COA guidance

A cleaner way to understand lot records before you buy.

The COA page should help researchers confirm the essentials quickly: what lot was tested, what methods were used, what values were reported, and how those results line up with the product label and format in the storefront.

Identity

Check that the reported compound matches the listing.

Product name, lot code, and format should align cleanly between the product page, label, and report.

Purity

Review the chromatographic release result.

Purity is often the first value buyers look for, so it should be visible, legible, and easy to compare.

Method

Understand which analytical tools support the lot.

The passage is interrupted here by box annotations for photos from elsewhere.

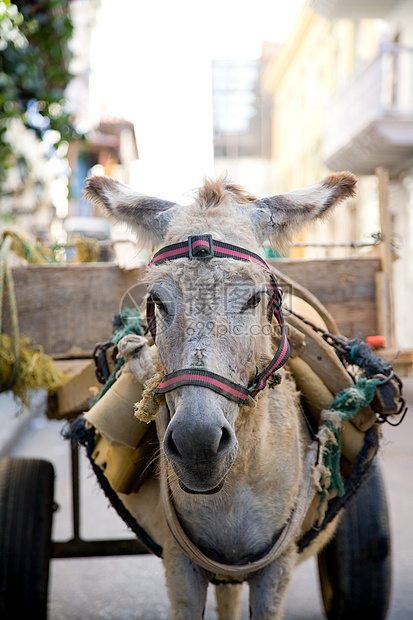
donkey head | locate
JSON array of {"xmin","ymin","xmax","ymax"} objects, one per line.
[{"xmin": 86, "ymin": 173, "xmax": 356, "ymax": 493}]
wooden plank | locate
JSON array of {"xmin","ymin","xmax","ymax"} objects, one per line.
[
  {"xmin": 5, "ymin": 258, "xmax": 380, "ymax": 357},
  {"xmin": 5, "ymin": 263, "xmax": 146, "ymax": 357},
  {"xmin": 46, "ymin": 359, "xmax": 102, "ymax": 420},
  {"xmin": 270, "ymin": 257, "xmax": 380, "ymax": 339},
  {"xmin": 270, "ymin": 258, "xmax": 380, "ymax": 303}
]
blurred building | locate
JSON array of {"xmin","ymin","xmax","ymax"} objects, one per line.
[
  {"xmin": 212, "ymin": 43, "xmax": 280, "ymax": 195},
  {"xmin": 266, "ymin": 0, "xmax": 413, "ymax": 347},
  {"xmin": 67, "ymin": 0, "xmax": 138, "ymax": 223}
]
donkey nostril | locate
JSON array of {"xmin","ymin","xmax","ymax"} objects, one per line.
[{"xmin": 164, "ymin": 431, "xmax": 182, "ymax": 458}]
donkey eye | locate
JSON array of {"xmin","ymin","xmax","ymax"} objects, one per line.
[
  {"xmin": 152, "ymin": 295, "xmax": 169, "ymax": 314},
  {"xmin": 242, "ymin": 293, "xmax": 262, "ymax": 312}
]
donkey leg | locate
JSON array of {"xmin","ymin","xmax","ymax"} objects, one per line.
[
  {"xmin": 249, "ymin": 552, "xmax": 296, "ymax": 620},
  {"xmin": 215, "ymin": 583, "xmax": 242, "ymax": 620},
  {"xmin": 163, "ymin": 541, "xmax": 209, "ymax": 620}
]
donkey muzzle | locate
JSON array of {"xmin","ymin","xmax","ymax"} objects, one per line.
[{"xmin": 163, "ymin": 404, "xmax": 238, "ymax": 493}]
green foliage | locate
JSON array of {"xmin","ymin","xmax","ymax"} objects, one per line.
[{"xmin": 0, "ymin": 0, "xmax": 74, "ymax": 195}]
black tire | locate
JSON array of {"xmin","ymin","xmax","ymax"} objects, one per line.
[
  {"xmin": 318, "ymin": 462, "xmax": 391, "ymax": 620},
  {"xmin": 0, "ymin": 458, "xmax": 54, "ymax": 620}
]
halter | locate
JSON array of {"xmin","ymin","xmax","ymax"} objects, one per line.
[{"xmin": 146, "ymin": 235, "xmax": 290, "ymax": 405}]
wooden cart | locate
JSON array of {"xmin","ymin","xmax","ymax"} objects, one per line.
[{"xmin": 0, "ymin": 258, "xmax": 390, "ymax": 620}]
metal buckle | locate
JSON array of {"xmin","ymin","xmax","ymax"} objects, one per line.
[{"xmin": 188, "ymin": 235, "xmax": 214, "ymax": 260}]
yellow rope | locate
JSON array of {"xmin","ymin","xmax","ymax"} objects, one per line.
[{"xmin": 0, "ymin": 229, "xmax": 66, "ymax": 406}]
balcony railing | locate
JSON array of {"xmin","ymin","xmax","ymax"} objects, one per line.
[
  {"xmin": 310, "ymin": 0, "xmax": 397, "ymax": 19},
  {"xmin": 322, "ymin": 45, "xmax": 413, "ymax": 172}
]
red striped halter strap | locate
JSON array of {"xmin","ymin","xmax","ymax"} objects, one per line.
[{"xmin": 146, "ymin": 235, "xmax": 290, "ymax": 405}]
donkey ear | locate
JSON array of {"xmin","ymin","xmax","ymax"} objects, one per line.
[
  {"xmin": 252, "ymin": 172, "xmax": 357, "ymax": 244},
  {"xmin": 85, "ymin": 176, "xmax": 179, "ymax": 245}
]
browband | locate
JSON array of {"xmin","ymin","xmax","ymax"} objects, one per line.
[{"xmin": 146, "ymin": 235, "xmax": 290, "ymax": 405}]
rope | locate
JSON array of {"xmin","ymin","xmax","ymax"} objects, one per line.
[
  {"xmin": 321, "ymin": 377, "xmax": 380, "ymax": 497},
  {"xmin": 0, "ymin": 230, "xmax": 66, "ymax": 407}
]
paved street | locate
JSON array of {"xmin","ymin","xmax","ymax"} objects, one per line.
[{"xmin": 0, "ymin": 379, "xmax": 413, "ymax": 620}]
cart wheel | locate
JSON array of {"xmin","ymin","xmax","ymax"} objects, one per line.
[
  {"xmin": 0, "ymin": 458, "xmax": 54, "ymax": 620},
  {"xmin": 318, "ymin": 462, "xmax": 391, "ymax": 620}
]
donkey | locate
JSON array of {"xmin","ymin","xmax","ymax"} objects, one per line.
[{"xmin": 86, "ymin": 172, "xmax": 356, "ymax": 620}]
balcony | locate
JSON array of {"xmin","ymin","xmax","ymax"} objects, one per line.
[
  {"xmin": 321, "ymin": 45, "xmax": 413, "ymax": 176},
  {"xmin": 310, "ymin": 0, "xmax": 399, "ymax": 19}
]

Surface the methods used so researchers can interpret the result in context rather than reading isolated numbers.

Traceability

Make the lot relationship obvious.

Lot-linked documentation is strongest when the site, packaging, and report all point back to the same identifier.

What to compare

Before using a report, make sure the record lines up with the product in hand.

A strong COA flow should feel simple: confirm the lot, review the method, check the release values, and note the storage or handling guidance tied to that material.

  • Lot code on the label matches the lot code on the report
  • Product name and format align with the storefront listing
  • Analytical methods are shown clearly and dated
  • Purity or potency values are readable and easy to compare
  • Handling and storage notes are visible when relevant
  • Support contact path is obvious if anything does not line up

COA position

Documentation should feel like part of the brand, not an appendix.

Aminogenix should treat its COA experience as a core trust surface. The cleaner this page is, the stronger the entire storefront feels.